12 ounces frozen puff pastry, thawed
2 garlic cloves, minced
1/2 teaspoon ground white pepper
1 ½ tablespoons fresh basil, chopped
1/3 cup whole milk
2 tablespoons dry sherry
2 large eggs
1 ½ teaspoons all-purpose flour
1/2 cup fresh goat cheese, crumbled
1/4 cup green onions, minced
3 tablespoons sun-dried tomatoes, minced 

Directions: 

Preheat oven to 350 F. 

On a lightly floured surface, roll the puff pastry to 1/8-inch thick. Once rolled, generously prick the surface of the pastry with a fork. Using a 2 ½-inch round cookie cutter, cut 30 rounds from the puff pastry. Apply firm pressure on the cookie cutter and avoid moving it back and forth when cutting. 

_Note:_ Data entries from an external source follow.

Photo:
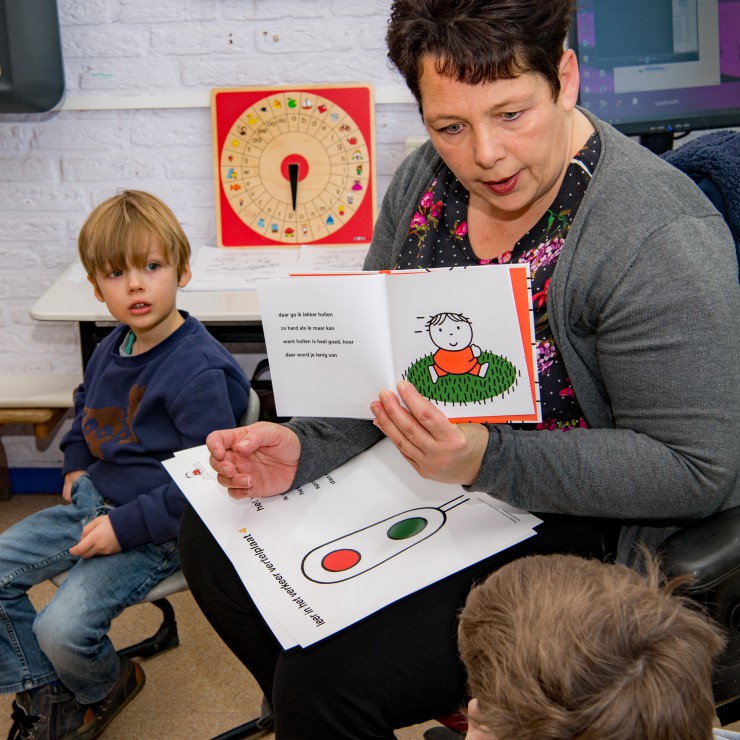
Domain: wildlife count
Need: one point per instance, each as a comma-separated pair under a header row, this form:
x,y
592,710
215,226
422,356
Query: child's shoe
x,y
99,715
45,713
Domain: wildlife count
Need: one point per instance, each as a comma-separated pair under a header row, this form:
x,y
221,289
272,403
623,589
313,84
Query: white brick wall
x,y
130,67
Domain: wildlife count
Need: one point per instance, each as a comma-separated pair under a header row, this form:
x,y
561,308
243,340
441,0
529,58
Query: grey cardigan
x,y
644,305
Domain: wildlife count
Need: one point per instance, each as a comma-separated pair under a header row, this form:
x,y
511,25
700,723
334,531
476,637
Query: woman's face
x,y
508,141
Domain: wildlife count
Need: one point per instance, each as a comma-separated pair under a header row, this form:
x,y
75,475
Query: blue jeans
x,y
67,640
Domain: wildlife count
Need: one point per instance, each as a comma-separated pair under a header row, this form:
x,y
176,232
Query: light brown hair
x,y
478,41
118,231
558,647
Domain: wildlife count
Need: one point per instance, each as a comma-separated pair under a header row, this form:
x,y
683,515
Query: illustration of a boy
x,y
452,333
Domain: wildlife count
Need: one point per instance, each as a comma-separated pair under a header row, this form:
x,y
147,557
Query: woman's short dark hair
x,y
479,40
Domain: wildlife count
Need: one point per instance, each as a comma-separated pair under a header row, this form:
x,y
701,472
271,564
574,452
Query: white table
x,y
230,316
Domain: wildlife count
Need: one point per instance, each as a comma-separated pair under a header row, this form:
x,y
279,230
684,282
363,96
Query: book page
x,y
464,338
330,553
328,343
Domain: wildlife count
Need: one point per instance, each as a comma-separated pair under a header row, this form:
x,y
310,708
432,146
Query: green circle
x,y
406,528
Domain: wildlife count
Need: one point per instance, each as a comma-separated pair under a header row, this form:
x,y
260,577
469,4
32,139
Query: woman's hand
x,y
438,449
69,479
255,461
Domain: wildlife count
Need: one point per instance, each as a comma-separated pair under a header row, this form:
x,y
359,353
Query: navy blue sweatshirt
x,y
132,412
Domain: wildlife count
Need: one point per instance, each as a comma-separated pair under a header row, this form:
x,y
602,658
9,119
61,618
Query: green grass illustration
x,y
463,389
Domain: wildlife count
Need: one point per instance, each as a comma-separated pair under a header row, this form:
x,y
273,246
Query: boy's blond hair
x,y
561,647
118,233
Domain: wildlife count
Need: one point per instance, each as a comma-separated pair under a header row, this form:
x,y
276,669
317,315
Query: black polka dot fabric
x,y
438,237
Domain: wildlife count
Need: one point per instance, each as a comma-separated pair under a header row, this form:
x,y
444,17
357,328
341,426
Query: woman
x,y
636,317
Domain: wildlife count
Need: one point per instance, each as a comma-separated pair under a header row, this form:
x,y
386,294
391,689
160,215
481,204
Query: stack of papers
x,y
244,268
323,556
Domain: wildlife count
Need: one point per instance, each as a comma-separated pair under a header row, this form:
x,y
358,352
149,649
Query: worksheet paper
x,y
334,551
463,337
239,269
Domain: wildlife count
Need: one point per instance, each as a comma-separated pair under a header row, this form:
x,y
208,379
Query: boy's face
x,y
451,335
144,298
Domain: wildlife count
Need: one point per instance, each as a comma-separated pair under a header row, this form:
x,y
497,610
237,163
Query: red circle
x,y
339,560
302,163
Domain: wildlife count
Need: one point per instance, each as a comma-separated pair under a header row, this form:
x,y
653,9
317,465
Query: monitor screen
x,y
659,67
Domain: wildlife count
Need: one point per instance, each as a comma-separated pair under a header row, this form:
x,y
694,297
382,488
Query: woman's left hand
x,y
438,449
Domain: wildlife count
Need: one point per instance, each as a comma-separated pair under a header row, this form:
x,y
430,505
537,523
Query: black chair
x,y
709,551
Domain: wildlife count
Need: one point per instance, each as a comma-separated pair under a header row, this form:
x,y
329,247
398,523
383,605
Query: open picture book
x,y
464,337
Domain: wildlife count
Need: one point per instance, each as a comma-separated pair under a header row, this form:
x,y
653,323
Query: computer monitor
x,y
31,68
657,68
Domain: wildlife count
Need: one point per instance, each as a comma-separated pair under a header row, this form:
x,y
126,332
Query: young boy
x,y
158,383
560,647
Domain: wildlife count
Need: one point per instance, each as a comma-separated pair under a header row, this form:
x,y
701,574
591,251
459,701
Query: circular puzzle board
x,y
294,165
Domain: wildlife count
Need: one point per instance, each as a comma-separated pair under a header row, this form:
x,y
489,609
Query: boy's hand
x,y
255,461
98,538
436,448
69,479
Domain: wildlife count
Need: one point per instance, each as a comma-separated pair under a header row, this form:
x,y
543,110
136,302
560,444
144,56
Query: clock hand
x,y
293,174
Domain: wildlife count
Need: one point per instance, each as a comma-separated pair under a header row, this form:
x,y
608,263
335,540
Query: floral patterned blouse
x,y
438,237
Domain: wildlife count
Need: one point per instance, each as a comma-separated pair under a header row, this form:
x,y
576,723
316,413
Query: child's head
x,y
561,647
450,331
119,232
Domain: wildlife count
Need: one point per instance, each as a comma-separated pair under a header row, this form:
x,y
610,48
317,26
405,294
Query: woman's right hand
x,y
255,461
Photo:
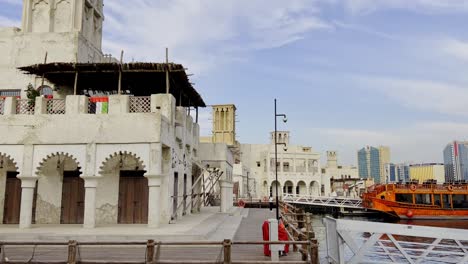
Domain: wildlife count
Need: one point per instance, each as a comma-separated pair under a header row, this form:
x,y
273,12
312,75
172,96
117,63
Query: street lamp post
x,y
276,157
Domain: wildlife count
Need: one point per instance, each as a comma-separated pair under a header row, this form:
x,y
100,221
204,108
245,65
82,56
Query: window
x,y
423,199
459,201
404,198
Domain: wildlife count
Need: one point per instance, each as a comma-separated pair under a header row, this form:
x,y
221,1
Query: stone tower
x,y
281,137
60,16
224,124
332,159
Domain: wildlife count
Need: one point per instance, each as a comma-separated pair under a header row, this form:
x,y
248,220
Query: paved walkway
x,y
250,221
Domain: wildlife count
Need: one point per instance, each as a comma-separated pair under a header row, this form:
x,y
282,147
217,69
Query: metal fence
x,y
351,241
24,107
2,106
91,107
140,104
196,252
56,107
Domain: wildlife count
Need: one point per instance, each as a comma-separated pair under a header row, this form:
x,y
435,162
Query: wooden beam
x,y
76,83
119,89
168,86
43,75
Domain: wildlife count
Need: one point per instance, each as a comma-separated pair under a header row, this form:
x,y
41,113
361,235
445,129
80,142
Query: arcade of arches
x,y
120,194
288,187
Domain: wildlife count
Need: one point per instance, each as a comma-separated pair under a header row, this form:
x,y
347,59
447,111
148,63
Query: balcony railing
x,y
2,106
140,104
56,107
24,107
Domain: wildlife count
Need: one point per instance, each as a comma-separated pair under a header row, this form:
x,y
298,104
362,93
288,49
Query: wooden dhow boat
x,y
412,200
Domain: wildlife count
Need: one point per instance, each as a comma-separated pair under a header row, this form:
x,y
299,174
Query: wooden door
x,y
73,192
11,209
133,198
185,195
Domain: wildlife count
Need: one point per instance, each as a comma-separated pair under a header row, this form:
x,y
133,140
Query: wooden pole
x,y
72,252
119,89
167,71
314,257
76,83
227,251
150,251
43,75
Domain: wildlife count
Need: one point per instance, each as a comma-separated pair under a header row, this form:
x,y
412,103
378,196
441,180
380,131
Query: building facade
x,y
135,161
52,31
298,168
371,162
396,172
456,161
384,158
344,180
427,171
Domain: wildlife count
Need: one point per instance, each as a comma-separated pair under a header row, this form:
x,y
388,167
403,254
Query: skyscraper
x,y
384,158
371,162
456,161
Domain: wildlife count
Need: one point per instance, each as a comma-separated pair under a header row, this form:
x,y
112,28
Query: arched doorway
x,y
314,188
301,188
122,194
265,191
273,189
288,187
11,191
60,193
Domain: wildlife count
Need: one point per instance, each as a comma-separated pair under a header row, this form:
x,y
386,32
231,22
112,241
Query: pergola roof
x,y
142,79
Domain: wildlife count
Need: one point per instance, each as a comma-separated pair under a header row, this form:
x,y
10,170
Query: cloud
x,y
420,94
8,22
364,29
456,48
204,34
420,6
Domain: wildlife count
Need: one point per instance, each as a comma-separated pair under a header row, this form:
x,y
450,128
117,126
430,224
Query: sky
x,y
347,73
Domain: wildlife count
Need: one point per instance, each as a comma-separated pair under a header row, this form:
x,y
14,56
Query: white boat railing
x,y
323,201
351,241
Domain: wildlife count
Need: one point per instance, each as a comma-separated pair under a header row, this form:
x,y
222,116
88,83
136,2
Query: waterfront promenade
x,y
239,225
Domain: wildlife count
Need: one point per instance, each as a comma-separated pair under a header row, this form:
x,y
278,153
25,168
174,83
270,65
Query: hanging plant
x,y
32,93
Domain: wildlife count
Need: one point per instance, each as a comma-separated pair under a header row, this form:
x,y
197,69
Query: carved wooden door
x,y
11,209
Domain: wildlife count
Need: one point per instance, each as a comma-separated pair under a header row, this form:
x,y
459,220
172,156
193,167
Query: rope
x,y
78,252
218,259
158,252
2,250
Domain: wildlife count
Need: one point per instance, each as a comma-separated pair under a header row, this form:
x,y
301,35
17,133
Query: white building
x,y
63,162
67,31
298,167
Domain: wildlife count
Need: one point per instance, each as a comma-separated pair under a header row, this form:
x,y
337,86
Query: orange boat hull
x,y
384,198
410,211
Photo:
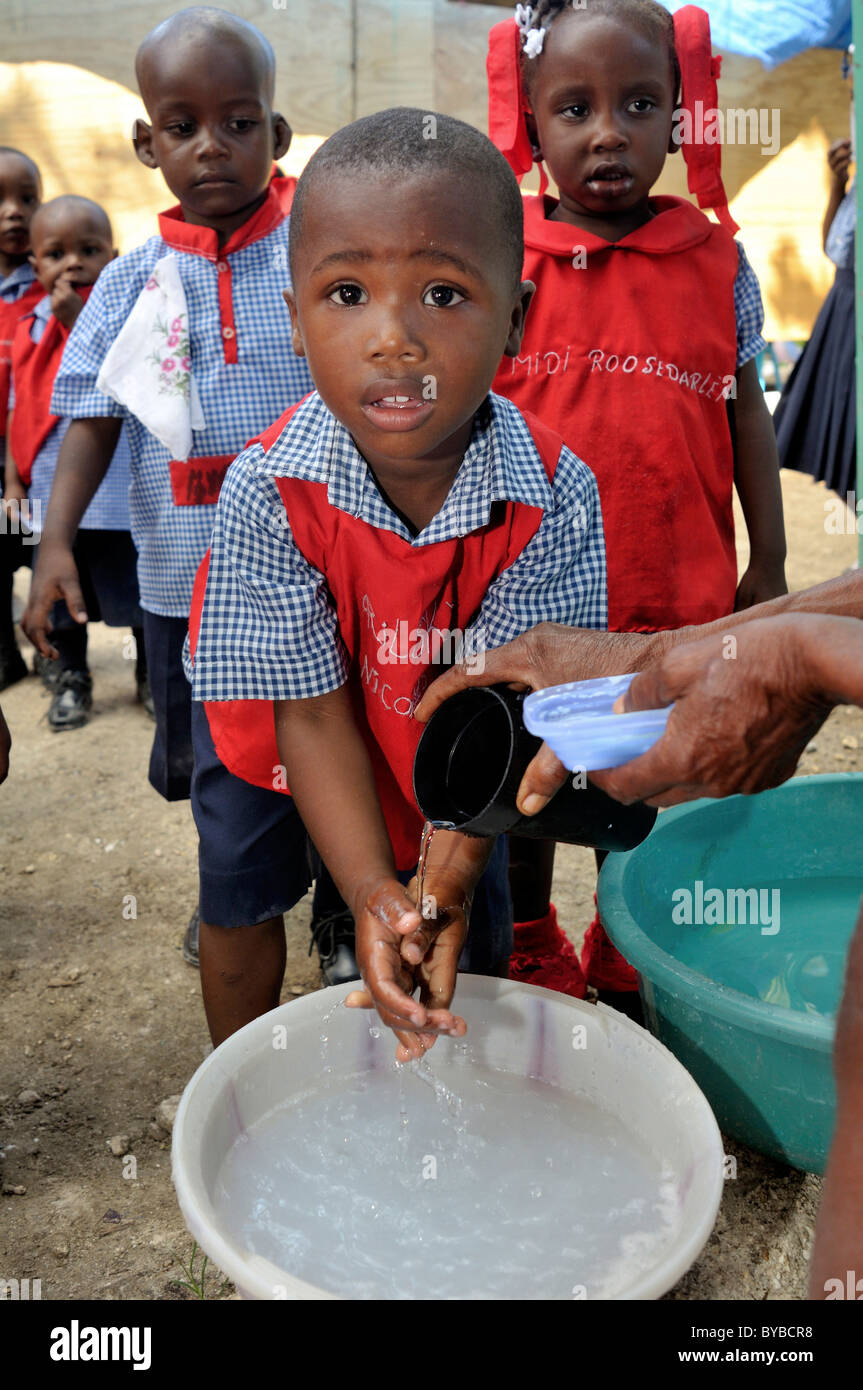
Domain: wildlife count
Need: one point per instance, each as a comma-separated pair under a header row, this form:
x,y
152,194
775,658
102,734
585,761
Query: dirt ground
x,y
103,1019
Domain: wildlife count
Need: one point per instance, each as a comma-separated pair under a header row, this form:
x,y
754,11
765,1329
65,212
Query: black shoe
x,y
13,667
191,940
47,670
626,1001
334,936
72,701
145,695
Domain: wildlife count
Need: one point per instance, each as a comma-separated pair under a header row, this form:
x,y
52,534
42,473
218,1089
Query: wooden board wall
x,y
67,95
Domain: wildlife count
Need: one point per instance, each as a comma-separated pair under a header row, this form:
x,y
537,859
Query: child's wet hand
x,y
384,920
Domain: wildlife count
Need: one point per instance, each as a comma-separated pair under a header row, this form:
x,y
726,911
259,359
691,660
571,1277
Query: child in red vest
x,y
72,242
639,345
20,196
185,344
400,492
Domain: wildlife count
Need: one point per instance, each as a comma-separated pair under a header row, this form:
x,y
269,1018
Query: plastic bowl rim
x,y
652,1285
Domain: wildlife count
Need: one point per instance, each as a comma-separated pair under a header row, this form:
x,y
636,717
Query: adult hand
x,y
548,655
6,742
745,706
838,161
388,926
56,578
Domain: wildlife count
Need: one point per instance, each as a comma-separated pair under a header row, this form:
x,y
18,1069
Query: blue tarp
x,y
774,29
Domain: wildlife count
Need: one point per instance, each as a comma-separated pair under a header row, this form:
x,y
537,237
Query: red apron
x,y
9,319
366,573
630,352
35,367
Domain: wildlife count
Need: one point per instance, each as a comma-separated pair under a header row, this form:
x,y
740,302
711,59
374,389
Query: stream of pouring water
x,y
428,834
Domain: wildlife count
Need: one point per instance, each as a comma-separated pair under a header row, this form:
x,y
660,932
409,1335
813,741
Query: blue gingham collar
x,y
500,464
17,281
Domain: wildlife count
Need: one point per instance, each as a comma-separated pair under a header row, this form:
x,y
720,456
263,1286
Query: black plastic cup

Place each puff pastry round into a 1 ¾-inch round tart mold and press gently. Make sure there are no air pockets under the pastry. Cover the puff pastry in the tart molds with a small piece of foil and fill with uncooked dried beans, rice or pastry weights. Place the tarts on a cookie sheet and refrigerate for 5 minutes. 

Bake the tart shells for 20 minutes. Allow them to cool completely and remove the foil and beans, rice or weights. 

Combine the garlic, white pepper, basil, milk and sherry in a food processor. Add the eggs and flour and process until just blended. Toss together the goat cheese, green onion and sun-dried tomatoes. Place 1 teaspoon of the goat cheese mixture into each tart shell before filling with the egg mixture until nearly full, about 3/4 teaspoon. Place the cookie sheet with the tarts in the 350 F oven and bake for about 6 to 8 minutes, or until set. Serve immediately. Makes 30 tartlets. 

PER SERVING: Cal 80 (56% fat) Fat 5 g No fiber No chol Sodium 55 mg Carb 6 g


----------